We asked an employee. "Yeah, um, good luck with that. We have none." None? You're a 100,000 square foot hardware store... We asked another employee. "Oh, yeah, we don't have many, but there's one that way to the left and to the right and then behind that big pallet." The big pallet turned out to be a ten foot tall plywood stand piled high with boxes and pushed against a wall, with about five inches of clearance between it and an outlet. So maybe Kelly could fit but the rest of us were doomed.

After another couple sprints around the store over the sound of "HOME DEPOT WILL BE CLOSING IN TEN MINUTES," we finally checked the bathroom to find one glorious outlet perched on its royal throne above a sink!!! Yippeee. We spread out our lesson materials on the floor and sink, and got to work. And after a series of skeptical and judgmental gawks from employees taking leaks, we found the optimal size and bought materials for three DIY suns. And that's how we ended up on the floor of a Home Depot bathroom. The end. But actually, the beginning.

Johanna then drove us and our trusty steeds to Davis.

 
  A vagabond we found on da streetz posing with our stash of bicycles and Sol Cycle box.

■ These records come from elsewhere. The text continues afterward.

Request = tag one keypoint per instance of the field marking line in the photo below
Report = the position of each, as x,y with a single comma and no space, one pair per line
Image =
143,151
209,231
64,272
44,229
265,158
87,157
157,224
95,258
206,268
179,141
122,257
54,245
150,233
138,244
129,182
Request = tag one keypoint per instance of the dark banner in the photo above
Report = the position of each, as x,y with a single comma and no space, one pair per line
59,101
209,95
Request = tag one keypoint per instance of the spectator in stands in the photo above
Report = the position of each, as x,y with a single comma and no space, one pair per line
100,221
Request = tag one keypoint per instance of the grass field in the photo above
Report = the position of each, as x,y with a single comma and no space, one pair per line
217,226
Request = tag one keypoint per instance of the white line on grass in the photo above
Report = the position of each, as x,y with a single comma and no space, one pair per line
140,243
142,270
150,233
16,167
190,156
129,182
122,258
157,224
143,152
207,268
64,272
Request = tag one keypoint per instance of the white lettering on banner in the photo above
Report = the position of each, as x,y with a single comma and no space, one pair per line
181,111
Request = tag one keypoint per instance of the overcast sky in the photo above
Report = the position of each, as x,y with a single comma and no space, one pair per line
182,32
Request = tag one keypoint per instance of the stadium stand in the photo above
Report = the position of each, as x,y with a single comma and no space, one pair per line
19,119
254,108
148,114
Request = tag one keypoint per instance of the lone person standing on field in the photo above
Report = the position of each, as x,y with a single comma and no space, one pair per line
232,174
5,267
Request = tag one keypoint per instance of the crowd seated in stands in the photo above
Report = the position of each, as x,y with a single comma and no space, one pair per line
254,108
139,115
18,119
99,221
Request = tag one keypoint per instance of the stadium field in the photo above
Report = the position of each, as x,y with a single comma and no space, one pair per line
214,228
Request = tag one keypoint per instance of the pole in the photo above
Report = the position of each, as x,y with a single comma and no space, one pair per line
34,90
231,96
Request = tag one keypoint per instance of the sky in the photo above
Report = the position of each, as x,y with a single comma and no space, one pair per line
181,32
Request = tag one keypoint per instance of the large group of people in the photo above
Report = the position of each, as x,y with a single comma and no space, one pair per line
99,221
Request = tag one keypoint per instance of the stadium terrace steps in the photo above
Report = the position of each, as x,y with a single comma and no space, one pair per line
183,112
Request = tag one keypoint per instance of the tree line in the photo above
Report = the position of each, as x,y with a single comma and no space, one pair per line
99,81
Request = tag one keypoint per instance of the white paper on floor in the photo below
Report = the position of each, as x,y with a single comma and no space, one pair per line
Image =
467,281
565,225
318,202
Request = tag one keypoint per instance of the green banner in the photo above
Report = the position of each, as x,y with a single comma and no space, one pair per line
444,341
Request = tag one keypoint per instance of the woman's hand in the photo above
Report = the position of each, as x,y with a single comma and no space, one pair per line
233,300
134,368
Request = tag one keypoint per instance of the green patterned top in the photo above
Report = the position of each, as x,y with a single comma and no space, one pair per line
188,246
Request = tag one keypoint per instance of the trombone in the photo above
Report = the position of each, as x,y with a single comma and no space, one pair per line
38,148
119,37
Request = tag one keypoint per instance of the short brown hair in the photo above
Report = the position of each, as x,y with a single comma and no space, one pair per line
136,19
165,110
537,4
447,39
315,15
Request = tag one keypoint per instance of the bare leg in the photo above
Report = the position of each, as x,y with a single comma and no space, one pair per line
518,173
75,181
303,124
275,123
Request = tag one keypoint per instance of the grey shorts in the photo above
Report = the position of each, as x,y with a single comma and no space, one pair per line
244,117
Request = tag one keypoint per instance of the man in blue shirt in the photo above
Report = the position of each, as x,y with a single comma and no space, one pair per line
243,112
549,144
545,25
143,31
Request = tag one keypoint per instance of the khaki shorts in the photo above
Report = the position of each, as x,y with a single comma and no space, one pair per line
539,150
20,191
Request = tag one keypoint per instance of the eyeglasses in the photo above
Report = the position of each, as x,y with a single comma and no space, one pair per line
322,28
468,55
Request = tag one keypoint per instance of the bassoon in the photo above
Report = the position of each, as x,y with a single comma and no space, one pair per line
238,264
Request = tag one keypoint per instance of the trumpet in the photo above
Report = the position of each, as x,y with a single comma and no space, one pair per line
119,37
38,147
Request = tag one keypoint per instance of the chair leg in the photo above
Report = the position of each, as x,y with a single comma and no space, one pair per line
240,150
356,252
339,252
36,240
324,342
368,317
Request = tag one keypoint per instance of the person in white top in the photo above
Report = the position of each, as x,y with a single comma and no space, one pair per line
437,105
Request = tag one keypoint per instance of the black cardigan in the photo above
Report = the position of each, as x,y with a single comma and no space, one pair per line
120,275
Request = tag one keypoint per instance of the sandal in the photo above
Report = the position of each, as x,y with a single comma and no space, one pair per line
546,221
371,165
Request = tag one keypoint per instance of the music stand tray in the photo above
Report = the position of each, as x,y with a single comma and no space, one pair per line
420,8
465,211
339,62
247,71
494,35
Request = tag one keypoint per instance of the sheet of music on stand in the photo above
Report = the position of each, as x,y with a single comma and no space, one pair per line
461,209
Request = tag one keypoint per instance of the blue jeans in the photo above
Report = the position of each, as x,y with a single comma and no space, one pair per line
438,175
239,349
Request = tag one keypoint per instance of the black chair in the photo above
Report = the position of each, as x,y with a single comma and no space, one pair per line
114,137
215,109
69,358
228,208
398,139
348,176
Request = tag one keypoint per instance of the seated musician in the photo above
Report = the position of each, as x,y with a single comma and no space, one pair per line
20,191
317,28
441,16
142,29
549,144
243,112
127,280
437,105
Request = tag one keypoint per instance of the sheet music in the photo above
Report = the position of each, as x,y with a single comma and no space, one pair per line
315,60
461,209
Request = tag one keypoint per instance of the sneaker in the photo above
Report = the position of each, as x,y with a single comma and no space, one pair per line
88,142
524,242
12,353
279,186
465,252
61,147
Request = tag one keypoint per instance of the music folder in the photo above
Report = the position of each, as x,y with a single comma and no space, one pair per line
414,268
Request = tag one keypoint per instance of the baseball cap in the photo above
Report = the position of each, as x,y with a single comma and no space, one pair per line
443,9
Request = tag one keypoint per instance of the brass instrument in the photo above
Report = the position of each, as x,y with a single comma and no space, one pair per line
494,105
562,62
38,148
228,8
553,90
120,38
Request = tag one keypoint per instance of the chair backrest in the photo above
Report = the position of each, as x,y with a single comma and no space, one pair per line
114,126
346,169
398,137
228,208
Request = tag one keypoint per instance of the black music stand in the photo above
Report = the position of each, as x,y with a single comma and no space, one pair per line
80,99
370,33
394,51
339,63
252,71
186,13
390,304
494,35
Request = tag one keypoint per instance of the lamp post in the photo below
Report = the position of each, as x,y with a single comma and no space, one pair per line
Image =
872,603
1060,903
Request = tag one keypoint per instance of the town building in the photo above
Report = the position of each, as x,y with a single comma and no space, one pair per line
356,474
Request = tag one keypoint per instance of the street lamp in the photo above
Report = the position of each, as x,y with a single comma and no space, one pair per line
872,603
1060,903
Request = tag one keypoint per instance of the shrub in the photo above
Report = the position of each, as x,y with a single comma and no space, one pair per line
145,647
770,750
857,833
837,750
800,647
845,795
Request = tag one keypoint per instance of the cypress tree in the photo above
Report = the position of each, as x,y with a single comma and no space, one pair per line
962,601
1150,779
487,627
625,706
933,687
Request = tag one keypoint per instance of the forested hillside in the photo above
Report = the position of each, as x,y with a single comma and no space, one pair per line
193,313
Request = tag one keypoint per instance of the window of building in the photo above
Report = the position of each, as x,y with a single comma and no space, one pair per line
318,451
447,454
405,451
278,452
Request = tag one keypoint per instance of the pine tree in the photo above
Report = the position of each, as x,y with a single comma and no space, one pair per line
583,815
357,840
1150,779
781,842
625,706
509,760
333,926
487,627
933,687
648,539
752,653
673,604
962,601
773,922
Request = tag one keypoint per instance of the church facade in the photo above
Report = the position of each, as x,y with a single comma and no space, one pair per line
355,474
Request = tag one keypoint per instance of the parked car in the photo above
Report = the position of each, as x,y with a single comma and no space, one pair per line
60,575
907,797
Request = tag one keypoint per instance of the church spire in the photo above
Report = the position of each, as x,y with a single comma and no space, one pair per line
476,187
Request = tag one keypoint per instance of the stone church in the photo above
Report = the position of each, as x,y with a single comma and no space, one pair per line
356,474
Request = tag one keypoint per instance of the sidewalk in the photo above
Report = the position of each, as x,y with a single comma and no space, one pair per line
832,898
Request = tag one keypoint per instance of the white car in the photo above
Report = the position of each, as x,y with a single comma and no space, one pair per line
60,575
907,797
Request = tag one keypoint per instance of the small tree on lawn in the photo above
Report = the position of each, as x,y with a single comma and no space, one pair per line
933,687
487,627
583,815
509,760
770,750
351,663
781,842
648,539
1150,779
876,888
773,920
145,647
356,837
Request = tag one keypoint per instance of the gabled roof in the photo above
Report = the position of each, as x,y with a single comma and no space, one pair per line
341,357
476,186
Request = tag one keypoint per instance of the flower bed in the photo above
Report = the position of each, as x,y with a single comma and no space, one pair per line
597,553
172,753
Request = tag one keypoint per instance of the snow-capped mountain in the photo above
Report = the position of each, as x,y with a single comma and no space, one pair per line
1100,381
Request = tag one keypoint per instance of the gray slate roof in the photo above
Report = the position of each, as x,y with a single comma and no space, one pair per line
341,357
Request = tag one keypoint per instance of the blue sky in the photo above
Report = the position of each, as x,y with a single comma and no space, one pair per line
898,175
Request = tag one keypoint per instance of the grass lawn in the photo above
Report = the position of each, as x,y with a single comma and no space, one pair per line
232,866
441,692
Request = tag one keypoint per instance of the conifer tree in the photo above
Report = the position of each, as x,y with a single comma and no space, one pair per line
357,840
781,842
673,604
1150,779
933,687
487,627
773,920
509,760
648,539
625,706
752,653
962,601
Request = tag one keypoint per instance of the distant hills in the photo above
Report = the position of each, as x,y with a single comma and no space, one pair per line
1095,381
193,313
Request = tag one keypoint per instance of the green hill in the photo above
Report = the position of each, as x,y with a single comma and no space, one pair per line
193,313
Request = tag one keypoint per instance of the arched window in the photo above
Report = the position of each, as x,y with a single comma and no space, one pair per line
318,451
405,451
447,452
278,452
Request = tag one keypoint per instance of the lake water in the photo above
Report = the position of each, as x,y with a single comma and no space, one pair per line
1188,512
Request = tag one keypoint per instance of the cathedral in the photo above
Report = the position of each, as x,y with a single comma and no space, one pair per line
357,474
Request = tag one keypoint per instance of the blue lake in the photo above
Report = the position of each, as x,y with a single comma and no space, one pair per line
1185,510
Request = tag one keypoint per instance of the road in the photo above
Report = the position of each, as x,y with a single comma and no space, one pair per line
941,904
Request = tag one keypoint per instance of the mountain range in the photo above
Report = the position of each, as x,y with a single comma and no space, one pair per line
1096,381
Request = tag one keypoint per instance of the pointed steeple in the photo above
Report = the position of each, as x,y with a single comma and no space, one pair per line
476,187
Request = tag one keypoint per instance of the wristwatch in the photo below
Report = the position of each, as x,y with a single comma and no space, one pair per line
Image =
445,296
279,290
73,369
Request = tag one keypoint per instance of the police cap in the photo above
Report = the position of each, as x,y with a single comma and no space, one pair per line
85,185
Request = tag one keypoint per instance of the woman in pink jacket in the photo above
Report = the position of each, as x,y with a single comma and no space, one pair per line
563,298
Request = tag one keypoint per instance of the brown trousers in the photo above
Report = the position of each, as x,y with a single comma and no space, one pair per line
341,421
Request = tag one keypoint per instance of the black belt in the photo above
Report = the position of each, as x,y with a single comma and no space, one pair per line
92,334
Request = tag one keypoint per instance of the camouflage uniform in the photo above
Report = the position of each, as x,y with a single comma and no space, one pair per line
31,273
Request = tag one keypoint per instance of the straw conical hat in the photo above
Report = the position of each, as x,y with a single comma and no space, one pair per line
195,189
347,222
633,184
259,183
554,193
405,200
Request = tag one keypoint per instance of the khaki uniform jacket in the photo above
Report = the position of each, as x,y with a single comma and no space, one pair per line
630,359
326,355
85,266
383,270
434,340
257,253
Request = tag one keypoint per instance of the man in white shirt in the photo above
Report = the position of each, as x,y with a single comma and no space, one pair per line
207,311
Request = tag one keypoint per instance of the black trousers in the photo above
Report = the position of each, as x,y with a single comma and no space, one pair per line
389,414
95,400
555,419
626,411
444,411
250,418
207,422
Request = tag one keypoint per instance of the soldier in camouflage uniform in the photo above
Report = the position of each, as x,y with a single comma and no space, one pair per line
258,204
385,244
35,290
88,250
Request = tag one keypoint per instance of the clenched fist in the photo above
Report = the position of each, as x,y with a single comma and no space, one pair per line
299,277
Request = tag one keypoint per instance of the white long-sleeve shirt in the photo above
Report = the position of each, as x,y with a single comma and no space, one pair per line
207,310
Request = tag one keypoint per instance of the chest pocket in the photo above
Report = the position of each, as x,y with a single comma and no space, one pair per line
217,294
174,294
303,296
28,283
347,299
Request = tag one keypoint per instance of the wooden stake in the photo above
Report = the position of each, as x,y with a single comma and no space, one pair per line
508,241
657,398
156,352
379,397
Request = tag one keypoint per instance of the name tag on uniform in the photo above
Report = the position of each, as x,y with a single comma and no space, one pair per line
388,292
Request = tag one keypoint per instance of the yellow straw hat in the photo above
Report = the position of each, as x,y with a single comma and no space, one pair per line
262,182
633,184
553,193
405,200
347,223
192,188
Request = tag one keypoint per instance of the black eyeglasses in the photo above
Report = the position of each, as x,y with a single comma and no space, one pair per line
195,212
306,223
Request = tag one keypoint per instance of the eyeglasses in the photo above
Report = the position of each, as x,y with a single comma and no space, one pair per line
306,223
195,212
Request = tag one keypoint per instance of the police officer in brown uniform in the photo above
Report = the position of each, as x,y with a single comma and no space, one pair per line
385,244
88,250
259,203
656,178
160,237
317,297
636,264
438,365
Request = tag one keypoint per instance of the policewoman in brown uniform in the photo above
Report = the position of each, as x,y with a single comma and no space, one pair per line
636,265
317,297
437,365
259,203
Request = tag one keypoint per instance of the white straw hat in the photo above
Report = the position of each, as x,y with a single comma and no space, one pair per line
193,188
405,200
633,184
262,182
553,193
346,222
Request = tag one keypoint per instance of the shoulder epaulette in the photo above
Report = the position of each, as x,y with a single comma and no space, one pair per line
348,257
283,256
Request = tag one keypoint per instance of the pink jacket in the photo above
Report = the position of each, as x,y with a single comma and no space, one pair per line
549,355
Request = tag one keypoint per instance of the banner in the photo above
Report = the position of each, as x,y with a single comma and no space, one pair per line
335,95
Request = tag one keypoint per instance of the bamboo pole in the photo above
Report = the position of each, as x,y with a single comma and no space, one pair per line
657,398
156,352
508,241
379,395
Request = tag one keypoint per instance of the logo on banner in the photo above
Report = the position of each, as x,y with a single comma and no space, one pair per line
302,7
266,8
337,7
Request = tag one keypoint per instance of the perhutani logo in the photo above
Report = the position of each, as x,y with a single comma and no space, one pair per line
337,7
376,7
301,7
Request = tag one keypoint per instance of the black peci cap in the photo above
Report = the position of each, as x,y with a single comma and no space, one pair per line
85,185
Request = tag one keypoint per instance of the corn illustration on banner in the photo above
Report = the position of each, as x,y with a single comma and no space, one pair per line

A vagabond we found on da streetz posing with our stash of bicycles and Sol Cycle box.

 

When we finally arrived at midnight and gobbled down Thai food (at the same Thai restaurant Liz and I ate at during Cycle for Science 1.0! Parallel unicycleverses!), we had a bunch of work to do to prep for the next day/week: contact teachers, figure out where we're staying, patch up and tweak some of the janky Sol Cycles, get our bikes ready, and make sure we had all our gear (foreshadowing to the next day.... I CERTAINLY DID NOT. Made a $350 mistake. But was unaware at the time). Oh, and side-note, Johanna and Kelly had never met before tonight, so they took care of catching up on the past two ish decades of each others lives.

  Thrilling times at 3am.

Thrilling times at 3am.

  Our official *mascat* feline out the situation. Cielo for Science!! (also allergies for science)

Our official *mascat* feline out the situation. Cielo for Science!! (also allergies for science)

Now, it's 4am. We're finally done prepping and we're getting up in three hours to head to our first lesson and then start pushin' some pedals. So catch you on the road!